Now a man in a different stage of life, Christopher wants to return Pooh quickly to the Hundred Acre Wood, in Sussex, so that he can get back to crunching numbers for his company. He repeatedly disavows the simple pleasures and principles by which he once lived. But Pooh, despite being a self-described bear of little brain, keeps steering us back to what is important. “There’s more to life than balloons and honey,” Christopher says. “Are you sure?” Pooh replies. Their back-and-forth permeates—and directs—the story. As they travel, Christopher tries to hide Pooh under his coat, in a telephone booth, and amid crowds. “People don’t like things that are different,” Christopher says. “So I shouldn’t be me?” Pooh asks.

The story’s twists and subplots incorporate Christopher’s other old friends—Piglet, Eeyore, Tigger, Owl, Rabbit, Kanga, and baby Roo. Jim Cummings provides Pooh’s voice—Tigger’s, too—and captures both the woes and simple wonderment of the portly little bear. Brad Garrett is perfect as the ever grumbling Eeyore. “Headed for the waterfall. I’ll be gone soon,” Eeyore says, gloomily, at one point, as he floats helplessly down a stream. “Not that anyone will notice. Just have to go with the flow.”

In fact, the voice actors give the strongest performances in the film. Thanks to some terrific C.G.I., Pooh and his cohort blend seamlessly into Christopher’s real world, and they are visually more appealing, and truer to E. H. Shepard’s early illustrations, than recent cartoon versions of Winnie-the-Pooh. I’ve visited the original stuffed animals, which Christopher Robin Milne bequeathed to the New York Public Library. They reside today in a special section of the Children’s Center, with a painting of the Hundred Acre Wood behind them. I recognized those toys’ worn fuzziness and warm expressions in the characters of this film.

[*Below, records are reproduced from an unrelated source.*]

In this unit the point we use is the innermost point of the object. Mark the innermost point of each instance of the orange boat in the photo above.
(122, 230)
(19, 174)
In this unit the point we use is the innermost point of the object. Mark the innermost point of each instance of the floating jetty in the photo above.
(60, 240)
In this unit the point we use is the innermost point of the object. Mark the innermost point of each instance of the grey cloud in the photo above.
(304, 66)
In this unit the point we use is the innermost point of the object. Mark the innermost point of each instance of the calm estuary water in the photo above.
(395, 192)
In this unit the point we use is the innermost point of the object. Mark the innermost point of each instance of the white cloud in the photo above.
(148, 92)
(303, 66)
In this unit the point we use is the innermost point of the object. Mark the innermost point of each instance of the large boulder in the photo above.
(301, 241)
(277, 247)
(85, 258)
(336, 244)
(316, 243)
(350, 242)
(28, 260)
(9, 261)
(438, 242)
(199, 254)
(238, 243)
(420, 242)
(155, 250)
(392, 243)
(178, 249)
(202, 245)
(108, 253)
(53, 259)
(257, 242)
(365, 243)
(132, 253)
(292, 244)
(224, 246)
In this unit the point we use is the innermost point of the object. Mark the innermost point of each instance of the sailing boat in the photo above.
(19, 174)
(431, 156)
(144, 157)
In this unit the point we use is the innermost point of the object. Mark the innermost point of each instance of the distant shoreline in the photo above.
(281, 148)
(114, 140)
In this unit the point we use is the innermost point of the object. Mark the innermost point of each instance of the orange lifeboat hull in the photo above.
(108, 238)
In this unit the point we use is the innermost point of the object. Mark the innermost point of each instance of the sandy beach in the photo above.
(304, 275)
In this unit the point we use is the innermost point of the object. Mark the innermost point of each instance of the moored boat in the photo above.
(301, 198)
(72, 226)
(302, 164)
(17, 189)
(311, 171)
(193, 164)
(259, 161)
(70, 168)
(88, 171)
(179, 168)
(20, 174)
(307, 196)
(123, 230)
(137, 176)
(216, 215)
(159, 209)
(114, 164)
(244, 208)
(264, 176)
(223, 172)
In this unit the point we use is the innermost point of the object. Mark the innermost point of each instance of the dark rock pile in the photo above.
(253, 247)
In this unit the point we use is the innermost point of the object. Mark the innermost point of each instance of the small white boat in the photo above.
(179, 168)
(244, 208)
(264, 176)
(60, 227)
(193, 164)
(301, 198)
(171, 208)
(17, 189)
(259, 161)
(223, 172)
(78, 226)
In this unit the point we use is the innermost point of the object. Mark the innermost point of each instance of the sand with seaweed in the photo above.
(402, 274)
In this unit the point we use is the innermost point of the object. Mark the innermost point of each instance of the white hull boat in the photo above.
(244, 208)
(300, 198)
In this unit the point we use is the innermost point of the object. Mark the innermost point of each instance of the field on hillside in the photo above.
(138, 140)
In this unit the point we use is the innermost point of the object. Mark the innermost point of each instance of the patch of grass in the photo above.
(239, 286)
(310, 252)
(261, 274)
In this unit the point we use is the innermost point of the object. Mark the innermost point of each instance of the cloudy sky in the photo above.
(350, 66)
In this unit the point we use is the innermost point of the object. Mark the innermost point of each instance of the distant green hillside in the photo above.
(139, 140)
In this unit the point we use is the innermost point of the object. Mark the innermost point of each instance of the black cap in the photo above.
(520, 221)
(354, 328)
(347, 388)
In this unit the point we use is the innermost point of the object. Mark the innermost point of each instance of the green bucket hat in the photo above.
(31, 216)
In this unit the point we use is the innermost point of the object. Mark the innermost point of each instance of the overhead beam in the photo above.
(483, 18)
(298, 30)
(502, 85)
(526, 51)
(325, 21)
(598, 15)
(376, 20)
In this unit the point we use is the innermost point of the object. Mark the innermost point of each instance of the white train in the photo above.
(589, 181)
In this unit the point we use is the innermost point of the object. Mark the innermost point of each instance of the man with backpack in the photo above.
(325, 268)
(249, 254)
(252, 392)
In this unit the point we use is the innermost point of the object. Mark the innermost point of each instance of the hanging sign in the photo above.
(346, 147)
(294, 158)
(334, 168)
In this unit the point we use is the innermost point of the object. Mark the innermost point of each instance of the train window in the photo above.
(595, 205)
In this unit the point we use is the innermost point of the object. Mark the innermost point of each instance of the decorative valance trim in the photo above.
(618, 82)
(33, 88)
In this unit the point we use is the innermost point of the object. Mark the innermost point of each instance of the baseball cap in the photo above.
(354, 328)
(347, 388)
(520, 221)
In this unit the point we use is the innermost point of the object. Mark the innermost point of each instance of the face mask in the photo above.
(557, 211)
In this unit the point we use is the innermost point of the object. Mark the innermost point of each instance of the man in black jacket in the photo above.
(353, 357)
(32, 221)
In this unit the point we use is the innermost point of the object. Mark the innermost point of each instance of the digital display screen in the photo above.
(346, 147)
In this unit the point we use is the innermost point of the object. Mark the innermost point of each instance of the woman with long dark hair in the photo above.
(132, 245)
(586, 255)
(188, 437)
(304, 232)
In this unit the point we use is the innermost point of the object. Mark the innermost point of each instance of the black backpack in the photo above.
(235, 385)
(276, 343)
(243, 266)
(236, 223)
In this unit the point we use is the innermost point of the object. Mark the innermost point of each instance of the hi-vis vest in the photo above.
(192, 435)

In the movie, Christopher and Pooh share new adventures—getting lost in the fog of a forest, confronting the feared Heffalumps and Woozles, finding a way to salvage Christopher’s company—that each symbolize life’s bigger challenges. The movie is whimsical but subtly value-laden, pro-labor and anti-bullying. It carries a message about mindfulness and the strength of the human spirit. And, along the way, Christopher and Pooh rekindle their connection. “I’m not who I used to be. I’m lost,” the man confesses to his childhood chum. “You need to remember who you are,” Pooh replies. He invokes the theory of nothingness. “People say nothing is impossible, but I do nothing every day,” Pooh says. “Doing nothing often leads to the very best of something.”

The exchange reminded me of what Benjamin Hoff wrote in “The Tao of Pooh,” in 1982, to explain why Milne’s little bear was one of the world’s great Taoist masters. “While Eeyore frets and Piglet hesitates and Rabbit calculates and Owl pontificates, Pooh just is. And that’s his clue to the secret wisdom of the Taoists,” Hoff wrote. “When you discard arrogance, complexity, and a few other things that get in the way, sooner or later you will discover that simple, childlike, and mysterious secret known to those of the Uncarved Block: Life is fun.”

Pooh puts it succinctly in “Christopher Robin”: “There’s always time for a smackeral of wonder.” But it was another line that stuck with me, about the passage of childhood, of summer’s simplicity, and of life’s innocence. “I would have liked it to go on longer,” Pooh muses. Wouldn’t we all.